太陽を語る。
太陽とは どんな星なのか?
太陽系の中心:太陽
太陽は最も身近な恒星である。
地球から太陽までは、わずか1億5000万キロメートルである。
次に近いプロキシマまでの距離が、4.3光年であることを考えると、太陽が格段に近いことが分かる。
太陽は、太陽系の中心をなす天体である。
太陽系の中で、太陽は圧倒的な存在を示している。
何しろ、太陽の質量は太陽系全体の質量の99.8%を占めるのだ。
恒星は表面の色や温度によって分類することができる。
これをスペクトル分類という。
スペクトルでは、太陽はG型に分類される主系列星である。
主系列星の中で8%の恒星がG型スペクトルである。
「太陽はごく平凡な、ありふれた恒星」という表現を見かける。
しかし、主系列星の中で8%という数字を見ると、太陽は必ずしも恒星の大多数を代表していないということが理解できる。
太陽は、燃えていない
「太陽が燃える」などと表現する。
確かに、太陽が燃えているように見えるが実際には燃えていない。
単に、燃えているように見えるだけなのだ。
物体が酸素と結合して、熱と光を放出することを燃焼という。
太陽は、熱と光を放出しているが、燃焼によって放出しているのではない。
太陽のエネルギー源は、「酸素による燃焼」ではなく核融合反応なのである。
太陽の主成分は70%の水素、28%のヘリウムである。
その中心部では核融合反応によって4つの水素原子核から1つのヘリウム原子核が生成されている。

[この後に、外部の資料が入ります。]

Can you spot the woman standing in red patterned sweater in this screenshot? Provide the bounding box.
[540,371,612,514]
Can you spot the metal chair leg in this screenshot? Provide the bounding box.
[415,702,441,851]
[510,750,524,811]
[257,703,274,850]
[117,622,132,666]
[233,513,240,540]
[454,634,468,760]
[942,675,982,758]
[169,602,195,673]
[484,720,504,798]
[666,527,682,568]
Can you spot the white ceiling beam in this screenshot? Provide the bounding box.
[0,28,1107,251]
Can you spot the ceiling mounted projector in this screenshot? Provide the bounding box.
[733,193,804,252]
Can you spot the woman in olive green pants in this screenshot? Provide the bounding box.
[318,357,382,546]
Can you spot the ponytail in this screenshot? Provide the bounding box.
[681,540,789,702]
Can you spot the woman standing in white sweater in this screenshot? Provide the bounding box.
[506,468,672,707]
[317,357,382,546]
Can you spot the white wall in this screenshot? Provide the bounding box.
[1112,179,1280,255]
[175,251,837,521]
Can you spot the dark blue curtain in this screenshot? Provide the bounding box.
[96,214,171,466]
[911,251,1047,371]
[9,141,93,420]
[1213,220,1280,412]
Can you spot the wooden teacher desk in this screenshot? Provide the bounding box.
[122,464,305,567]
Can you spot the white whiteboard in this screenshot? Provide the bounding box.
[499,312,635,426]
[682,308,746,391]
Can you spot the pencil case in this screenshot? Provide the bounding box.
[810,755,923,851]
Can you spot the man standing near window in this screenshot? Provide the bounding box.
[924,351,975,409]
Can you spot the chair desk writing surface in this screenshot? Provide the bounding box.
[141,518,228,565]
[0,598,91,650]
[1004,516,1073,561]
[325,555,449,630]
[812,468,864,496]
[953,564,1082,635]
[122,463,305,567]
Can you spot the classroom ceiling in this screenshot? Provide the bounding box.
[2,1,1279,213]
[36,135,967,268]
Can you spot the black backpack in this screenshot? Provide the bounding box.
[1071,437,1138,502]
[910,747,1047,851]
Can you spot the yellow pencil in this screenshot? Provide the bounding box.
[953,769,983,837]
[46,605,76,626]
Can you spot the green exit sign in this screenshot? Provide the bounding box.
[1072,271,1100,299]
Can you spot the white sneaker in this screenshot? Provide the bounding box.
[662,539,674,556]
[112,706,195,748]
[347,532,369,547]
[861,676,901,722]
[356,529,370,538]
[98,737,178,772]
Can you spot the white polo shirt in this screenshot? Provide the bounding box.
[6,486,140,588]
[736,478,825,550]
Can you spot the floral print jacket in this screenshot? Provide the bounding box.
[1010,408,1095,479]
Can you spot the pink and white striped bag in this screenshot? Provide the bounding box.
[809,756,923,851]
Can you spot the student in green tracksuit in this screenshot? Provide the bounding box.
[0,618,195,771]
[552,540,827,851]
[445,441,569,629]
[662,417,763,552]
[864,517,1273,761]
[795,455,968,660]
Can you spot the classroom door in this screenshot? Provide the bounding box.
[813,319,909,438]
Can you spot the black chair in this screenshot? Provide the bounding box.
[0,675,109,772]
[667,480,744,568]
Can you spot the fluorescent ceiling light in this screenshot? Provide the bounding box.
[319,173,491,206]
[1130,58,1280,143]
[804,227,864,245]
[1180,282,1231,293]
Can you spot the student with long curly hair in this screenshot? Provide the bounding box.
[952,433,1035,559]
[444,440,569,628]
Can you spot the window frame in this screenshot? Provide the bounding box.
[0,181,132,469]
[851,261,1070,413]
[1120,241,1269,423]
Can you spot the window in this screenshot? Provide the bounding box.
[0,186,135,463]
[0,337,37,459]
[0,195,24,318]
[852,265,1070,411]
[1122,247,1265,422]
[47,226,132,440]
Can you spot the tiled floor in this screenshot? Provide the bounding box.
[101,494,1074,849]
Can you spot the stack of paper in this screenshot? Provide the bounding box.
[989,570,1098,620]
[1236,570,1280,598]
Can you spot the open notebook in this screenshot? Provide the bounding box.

この核融合反応に伴って解放されるエネルギーが、太陽の熱や光の根源なのだ。
太陽の質量は極めて重い。
そのため太陽には、自重によって収縮しようとする力が作用する。
この作用によって、太陽の中心部の水素原子核がヘリウム原子核へと変換されている。
これが、核融合反応だ。
このときに放出されるエネルギーが、熱や光になって太陽が燃えているように見えるのである。
太陽の寿命
太陽の中心部では、毎秒7億トンの水素原子核がヘリウム原子核へと変換されている。
これだけのペースで水素を消費しても、太陽の寿命は長い。
太陽はおよそ46億年前に誕生し、さらに後50億年近く輝き続けるだろう。
自重によって収縮しようとする力が中心部の圧力を高めて、核融合反応が促進される。
核融合反応は莫大な熱を生じるため、太陽を膨張させようとする。
自重によって収縮と核融合反応による膨張がバランスして、太陽は安定したサイズを維持しているのだ。
このような安定した状態にある恒星を主系列星という。
核融合反応も永久には続かない。
水素を使い果たすと、太陽は赤色巨星を経て白色矮星へと変貌する。
太陽の構造
太陽は層になっている
太陽は燃焼ではなく、核融合反応によってエネルギー(熱と光、その他の電磁波)を放っている。
太陽はギラギラと輝いているので、太陽全体で核融合反応が起こっているように思えるがそうではない。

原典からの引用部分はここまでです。